Since m <= 50, the solution is efficient enough even for n = 500.
Test Cases
sol = Solution()
# Provided examples
assert sol.findGoodStrings(2, "aa", "da", "b") == 51 # sample case
assert sol.findGoodStrings(8, "leetcode", "leetgoes", "leet") == 0 # all invalid
assert sol.findGoodStrings(2, "gx", "gz", "x") == 2 # small range
# Single character bounds
assert sol.findGoodStrings(1, "a", "z", "a") == 25 # exclude one letter
assert sol.findGoodStrings(1, "a", "a", "b") == 1 # exact valid string
assert sol.findGoodStrings(1, "a", "a", "a") == 0 # exact invalid string
# Evil longer than possible appearance
assert sol.findGoodStrings(2, "aa", "zz", "abc") == 26 * 26 # impossible to contain evil
# Tight range
assert sol.findGoodStrings(2, "ab", "ab", "c") == 1 # exact valid
assert sol.findGoodStrings(2, "ab", "ab", "ab") == 0 # exact invalid
# Overlapping evil pattern
assert sol.findGoodStrings(4, "aaaa", "zzzz", "aa") >= 0 # overlapping forbidden substring
# Evil length 1
assert sol.findGoodStrings(3, "aaa", "zzz", "z") >= 0 # many exclusions
# Entire alphabet range
assert sol.findGoodStrings(2, "aa", "zz", "zz") >= 0 # forbidden suffix case
print("All tests passed.")
| Test | Why |
|---|---|
(2, "aa", "da", "b") |
Validates standard DP counting |
(8, "leetcode", "leetgoes", "leet") |
Tests immediate forbidden prefix |
(2, "gx", "gz", "x") |
Tests narrow range filtering |
(1, "a", "z", "a") |
Tests single-character evil |
(1, "a", "a", "b") |
Tests exact valid boundary |
(1, "a", "a", "a") |
Tests exact invalid boundary |
evil longer than n |
Ensures impossible matches are handled |
tight equal bounds |
Tests fully constrained generation |
overlapping evil |
Validates KMP fallback correctness |
evil = "z" |
Tests many forbidden states |
evil = "zz" |
Tests forbidden suffix handling |
Edge Cases
Evil Appears as a Prefix
Consider:
s1 = "leetcode"
s2 = "leetgoes"
evil = "leet"
Every valid candidate starts with "leet".
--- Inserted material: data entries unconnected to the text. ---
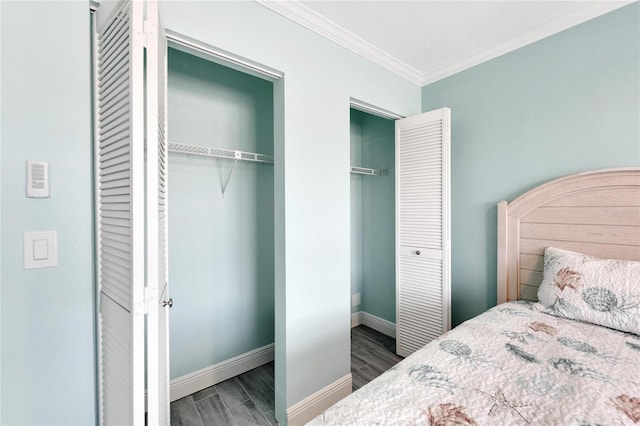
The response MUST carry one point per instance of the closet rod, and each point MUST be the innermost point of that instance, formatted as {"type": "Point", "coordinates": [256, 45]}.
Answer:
{"type": "Point", "coordinates": [367, 171]}
{"type": "Point", "coordinates": [203, 151]}
{"type": "Point", "coordinates": [235, 155]}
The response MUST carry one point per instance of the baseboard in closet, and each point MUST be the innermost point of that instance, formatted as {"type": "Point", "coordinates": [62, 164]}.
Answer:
{"type": "Point", "coordinates": [209, 376]}
{"type": "Point", "coordinates": [383, 326]}
{"type": "Point", "coordinates": [302, 412]}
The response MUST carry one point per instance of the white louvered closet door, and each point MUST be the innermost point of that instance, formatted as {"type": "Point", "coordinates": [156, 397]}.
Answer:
{"type": "Point", "coordinates": [157, 277]}
{"type": "Point", "coordinates": [130, 108]}
{"type": "Point", "coordinates": [422, 229]}
{"type": "Point", "coordinates": [120, 139]}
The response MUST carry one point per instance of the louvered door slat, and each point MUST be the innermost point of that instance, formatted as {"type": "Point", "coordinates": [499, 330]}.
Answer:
{"type": "Point", "coordinates": [158, 330]}
{"type": "Point", "coordinates": [120, 166]}
{"type": "Point", "coordinates": [422, 311]}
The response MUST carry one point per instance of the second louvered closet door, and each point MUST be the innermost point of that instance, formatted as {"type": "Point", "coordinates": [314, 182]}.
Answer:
{"type": "Point", "coordinates": [422, 221]}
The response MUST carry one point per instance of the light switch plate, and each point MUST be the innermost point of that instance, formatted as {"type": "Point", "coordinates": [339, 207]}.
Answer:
{"type": "Point", "coordinates": [38, 179]}
{"type": "Point", "coordinates": [40, 249]}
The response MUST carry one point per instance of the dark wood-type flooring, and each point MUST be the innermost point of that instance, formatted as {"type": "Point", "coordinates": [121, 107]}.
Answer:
{"type": "Point", "coordinates": [248, 399]}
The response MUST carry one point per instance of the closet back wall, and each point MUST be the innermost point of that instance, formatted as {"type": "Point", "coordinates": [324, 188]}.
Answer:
{"type": "Point", "coordinates": [373, 215]}
{"type": "Point", "coordinates": [220, 249]}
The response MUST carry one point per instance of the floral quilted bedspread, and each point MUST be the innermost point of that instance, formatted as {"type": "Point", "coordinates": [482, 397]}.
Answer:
{"type": "Point", "coordinates": [512, 365]}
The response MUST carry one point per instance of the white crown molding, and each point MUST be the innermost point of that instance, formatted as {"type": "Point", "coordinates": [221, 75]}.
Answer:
{"type": "Point", "coordinates": [582, 13]}
{"type": "Point", "coordinates": [310, 19]}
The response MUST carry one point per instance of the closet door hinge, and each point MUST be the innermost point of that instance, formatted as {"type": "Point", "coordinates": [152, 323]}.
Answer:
{"type": "Point", "coordinates": [148, 29]}
{"type": "Point", "coordinates": [148, 298]}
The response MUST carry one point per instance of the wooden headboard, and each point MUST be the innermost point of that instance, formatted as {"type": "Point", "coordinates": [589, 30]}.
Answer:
{"type": "Point", "coordinates": [596, 213]}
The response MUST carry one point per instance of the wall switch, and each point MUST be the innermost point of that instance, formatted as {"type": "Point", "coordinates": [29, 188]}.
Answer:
{"type": "Point", "coordinates": [40, 249]}
{"type": "Point", "coordinates": [355, 299]}
{"type": "Point", "coordinates": [38, 179]}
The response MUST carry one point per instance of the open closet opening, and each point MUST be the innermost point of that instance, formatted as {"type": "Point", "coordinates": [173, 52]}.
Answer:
{"type": "Point", "coordinates": [221, 223]}
{"type": "Point", "coordinates": [373, 269]}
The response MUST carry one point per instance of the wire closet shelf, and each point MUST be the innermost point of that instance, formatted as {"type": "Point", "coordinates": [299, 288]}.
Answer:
{"type": "Point", "coordinates": [367, 171]}
{"type": "Point", "coordinates": [230, 154]}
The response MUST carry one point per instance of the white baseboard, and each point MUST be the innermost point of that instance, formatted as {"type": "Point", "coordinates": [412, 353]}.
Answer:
{"type": "Point", "coordinates": [209, 376]}
{"type": "Point", "coordinates": [372, 321]}
{"type": "Point", "coordinates": [305, 410]}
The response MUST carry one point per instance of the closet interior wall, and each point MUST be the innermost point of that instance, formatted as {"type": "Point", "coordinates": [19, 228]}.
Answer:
{"type": "Point", "coordinates": [373, 215]}
{"type": "Point", "coordinates": [221, 250]}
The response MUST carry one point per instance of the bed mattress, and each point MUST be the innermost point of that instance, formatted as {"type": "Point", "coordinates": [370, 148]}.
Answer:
{"type": "Point", "coordinates": [510, 365]}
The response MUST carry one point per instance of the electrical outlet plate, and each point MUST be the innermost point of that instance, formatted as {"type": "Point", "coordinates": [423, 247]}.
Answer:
{"type": "Point", "coordinates": [40, 249]}
{"type": "Point", "coordinates": [355, 299]}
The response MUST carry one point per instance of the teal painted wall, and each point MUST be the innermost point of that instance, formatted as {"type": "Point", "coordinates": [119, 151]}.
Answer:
{"type": "Point", "coordinates": [221, 262]}
{"type": "Point", "coordinates": [373, 214]}
{"type": "Point", "coordinates": [355, 143]}
{"type": "Point", "coordinates": [47, 315]}
{"type": "Point", "coordinates": [565, 104]}
{"type": "Point", "coordinates": [312, 191]}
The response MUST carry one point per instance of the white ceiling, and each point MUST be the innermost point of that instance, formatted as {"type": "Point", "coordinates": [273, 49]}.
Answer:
{"type": "Point", "coordinates": [425, 41]}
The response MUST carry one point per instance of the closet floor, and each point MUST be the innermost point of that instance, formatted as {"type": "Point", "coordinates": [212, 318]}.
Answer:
{"type": "Point", "coordinates": [248, 399]}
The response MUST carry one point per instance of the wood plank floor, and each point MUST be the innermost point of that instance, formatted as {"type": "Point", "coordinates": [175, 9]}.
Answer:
{"type": "Point", "coordinates": [248, 399]}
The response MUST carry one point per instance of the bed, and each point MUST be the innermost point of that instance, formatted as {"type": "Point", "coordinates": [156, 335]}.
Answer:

A naive solution might continue exploring deeper recursion before detecting invalidity. The KMP state immediately reaches a full match after processing the fourth character, causing the DP to terminate that branch early.
This prevents wasted computation.
Overlapping Forbidden Patterns
Consider:
evil = "abab"
Suppose the current generated suffix is:
"aba"
If the next character is 'b', the forbidden substring appears.
However, after partial mismatches, we cannot simply reset matching to zero because overlaps matter.
The KMP prefix table correctly transitions between partial matches, ensuring overlapping structures are handled efficiently and correctly.
Very Tight Bounds
Consider:
s1 = "abc"
s2 = "abc"
There is only one possible string.
A common bug is incorrectly relaxing boundary constraints too early.
The tightLow and tightHigh flags guarantee that if the current prefix still matches the bounds, future characters remain constrained appropriately.
This ensures exact-range cases work correctly.